History

  • CSUN History Department

Graduate Course Descriptions -- Spring 2015

November 10, 2014

GRADUATE COURSE DESCRIPTIONS -- SPRING 2015

Below you will find descriptions for the graduate courses which we are offering in Spring semester. All graduate classes are restricted and you must contact the instructor for admission to the course and a permission number. 

It is important to meet regularly (once a semester) with the graduate coordinator to discuss your program and to make sure that you are taking a mix of courses that will lead to graduation.  You can make an appointment with Dr. Oliver by calling the History department office (818)677-3566. 

History 541:  Modern European History    W 1600-1845              SH279             Dr. Donal O’Sullivan

The course provides students with a differentiated overview of significant historiographical debates in Modern European History since the French Revolution. Each week, we will address a major debate by studying ground-breaking contributions and discussing the merits of different approaches. The emphasis will be on developing the skills to assess scholarly debates in their respective context and be able to critically analyze their contributions to the discipline. Students should have a general overview of recent European history (1789-1989), gained from participating in a lower-level survey class or through self-study. This course will be extremely challenging for students who have not taken a survey class. The course will deepen the understanding of history as a continuous conversation as well as improving debating and writing skills.

History 546:  The Holocaust and Genocide for Educators      R  1600-1845    SH268       Dr. Beth Cohen

The Holocaust was a turning point in modern history, changing the world and our thinking about humanity. In this course, we will explore the background, evolution and aftermath of this cataclysmic event. We will start with the roots of antisemtism, study the Armenian Genocide and Jewish life before WWll, analyze the rise of Hitler and the Third Reich, confront the “Final Solution” and its antecedents, and after to the reverberations of the Holocaust in our own day. Using a range of sources including historical documents, diaries, and film, we will raise complex questions for which there are no facile answers: How did this happen? Was it inevitable? What do we learn about the worst and best of human behavior? These are some of the issues we will probe as we grapple with this complicated history. Our class will depend on reading, writing and critical thinking. It will combine a study of history with innovative pedagogical strategies emphasizing interactive work that includes group activities, writing, films, speakers, and discussion.

History 577:  A Colloquium in United States Social and Intellectual History Focused on       Slavery and the Civil War     Thur       1900-2145     SH288       Dr.

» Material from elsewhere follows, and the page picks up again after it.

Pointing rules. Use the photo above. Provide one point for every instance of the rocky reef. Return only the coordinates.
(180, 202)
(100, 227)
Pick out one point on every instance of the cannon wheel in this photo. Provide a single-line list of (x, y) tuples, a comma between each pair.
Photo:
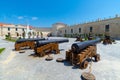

Joyce Broussard 

This colloquium focuses on the historical controversies in the study of slavery in the U. S. South from the Colonial era through the Civil War.  Among the themes explored are the origins of slavery, its changing legal framework, slavery and American capitalism, the slave family, the domestic slave trade, slave markets and slave traders, plantation slavery, white/black sexual relations, runaway slaves and the underground railroad, abolitionism as well as the defense of slavery, gender relations within slavery, slave conspiracies, and the role of the enslaved during the Civil War.  Students will read and discuss a number of key books during the semester, present a critical précis on a select book dealing with a particular topic, actively participate in class discussion, and develop a culminating historiographic essay on a specific aspect of slavery treated by scholars in the field.

History 596G:  Colloquium on Colonial and Modern North American Borderlands M 1900-2145              SH288             Dr. John Paul Nuno

This course will survey recent scholarship that utilizes Borderlands frameworks in order to gain new understandings of colonial and modern North American history. The emerging field of Borderlands History challenges and complicates nationalistic narratives that narrow intellectual queries to topics that ultimately buttress and explain the existence of the nation-state. Conversely, borderlands frameworks explore geopolitical and sociocultural spaces where power is contested and negotiated. Specifically, this class will explore colonial spaces in the Southwest and Southeast where indigenous, African, and European peoples engaged in economic, political, and social relationships while creating societies that experienced both change and continuity. In the nineteenth century, we will examine how borderland areas were affected by the emergence of strong nation-states. Our twentieth century studies will focus on transnational movements associated with immigration, flows of capital, and cross-cultural influence.

History 601:  Theory and History    M 1600-1845              SH257                         Dr. Miriam Neirick

Prerequisite: Classified standing. Sophisticated, graduate-level introduction to history as a discipline. Surveys the development of history as a discipline, examines the various genres of historical writing, explores issues and problems of historical interpretation, and considers the how historians use theoretical models from other disciplines to shape their work. Readings include seminal works by major historians.

History 681:  History of California              R 1600-1845               SH288             Dr. Josh Sides

History 681 is a graduate research seminar in the history of California. In addition to reading key historiographical works, students will conduct their own original research on a topic, developed in consultation with the professor. Upon completion of the course, graduate students should understand the most essential historiographical debates about California's past; be familiar with a number of specific historical research methods; have completed original, primary research; have written an original, 25-page paper.